Nach dem schlechten Abschneiden des deutschen Schulsystems im internationalen Vergleich gibt es jetzt auch von den Hochschulen alarmierende Nachrichten: Bei der Ausbildung von Hochqualifizierten hat Deutschland den Anschluss an die anderen OECD-Staaten verloren und riskiert damit seine Zukunft als eine der führenden Industrienationen. Das ergibt sich aus der am Dienstag in Berlin veröffentlichten OECD-Studie "Bildung auf einen Blick". Bildungspolitiker von Bund und Ländern erwarten Besserung in den nächsten Jahren.

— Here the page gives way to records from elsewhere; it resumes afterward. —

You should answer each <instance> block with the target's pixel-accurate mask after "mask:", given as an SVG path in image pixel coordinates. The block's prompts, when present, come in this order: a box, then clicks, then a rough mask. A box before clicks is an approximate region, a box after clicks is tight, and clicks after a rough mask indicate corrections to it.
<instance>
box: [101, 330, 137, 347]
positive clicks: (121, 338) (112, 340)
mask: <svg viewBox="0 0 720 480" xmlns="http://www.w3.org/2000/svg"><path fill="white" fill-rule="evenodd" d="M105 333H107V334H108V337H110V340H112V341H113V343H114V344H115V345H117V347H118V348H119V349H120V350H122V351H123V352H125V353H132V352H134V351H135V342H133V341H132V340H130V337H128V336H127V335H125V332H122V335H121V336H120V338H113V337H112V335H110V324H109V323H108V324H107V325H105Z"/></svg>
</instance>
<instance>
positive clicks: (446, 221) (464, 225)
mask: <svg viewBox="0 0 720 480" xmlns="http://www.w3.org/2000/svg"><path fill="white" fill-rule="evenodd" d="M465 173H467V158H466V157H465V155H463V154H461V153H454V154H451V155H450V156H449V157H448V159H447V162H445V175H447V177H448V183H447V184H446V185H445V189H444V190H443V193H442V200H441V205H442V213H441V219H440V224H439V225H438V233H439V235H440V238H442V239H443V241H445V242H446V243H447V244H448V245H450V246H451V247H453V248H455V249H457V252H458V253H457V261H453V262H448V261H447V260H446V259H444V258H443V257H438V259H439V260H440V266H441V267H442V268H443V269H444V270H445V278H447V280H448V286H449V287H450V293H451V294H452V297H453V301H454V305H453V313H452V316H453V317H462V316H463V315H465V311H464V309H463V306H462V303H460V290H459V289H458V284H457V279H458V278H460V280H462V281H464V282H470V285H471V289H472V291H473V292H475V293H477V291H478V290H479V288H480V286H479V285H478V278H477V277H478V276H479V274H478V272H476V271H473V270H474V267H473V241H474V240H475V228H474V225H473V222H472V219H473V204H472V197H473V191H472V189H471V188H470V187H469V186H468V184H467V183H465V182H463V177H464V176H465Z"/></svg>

OECD-Bericht zur Akademiker-Ausbildung: Deutschland verliert den Anschluss

"Deutschland ist in der Bildung auf einem guten Weg", heißt es beim Bundesbildungsministerium. Die OECD dagegen mahnt, Deutschland verliere bei der Ausbildung Hochqualifizierter den Anschluss an die anderen Mitgliedstaaten.(Das Foto zeigt von links: Ute Erdsiek-Rave, Präsidentin der Kultusminister-Konferenz, Andreas Storm, Parlamentarischer Staatssekretär im Bundesbildungsministerium und OECD-Bildungskoordinator Andreas Schleicher bei der Präsentation des OECD-Berichts.)

(Foto: Foto: dpa)

Die jährlich erscheinende Untersuchung der Organisation für wirtschaftliche Zusammenarbeit und Entwicklung (OECD) analysiert die Entwicklung der Bildungssysteme in den 30 größten Industrienationen und konzentriert sich 2006 auf den Hochschulbereich. Dort konnte Deutschland den Anteil der Absolventen zwischen 2000 und 2004 zwar von 19,3 auf 20,6 Prozent steigern. Die meisten OECD-Länder machten aber weit größere Fortschritte: Im Durchschnitt können inzwischen 36,8 Prozent eines Altersjahrgangs einen Abschluss im tertiären Bereich des Bildungswesens vorweisen. Lediglich Tschechien, Österreich und die Türkei bilden weniger Akademiker pro Jahrgang aus als Deutschland.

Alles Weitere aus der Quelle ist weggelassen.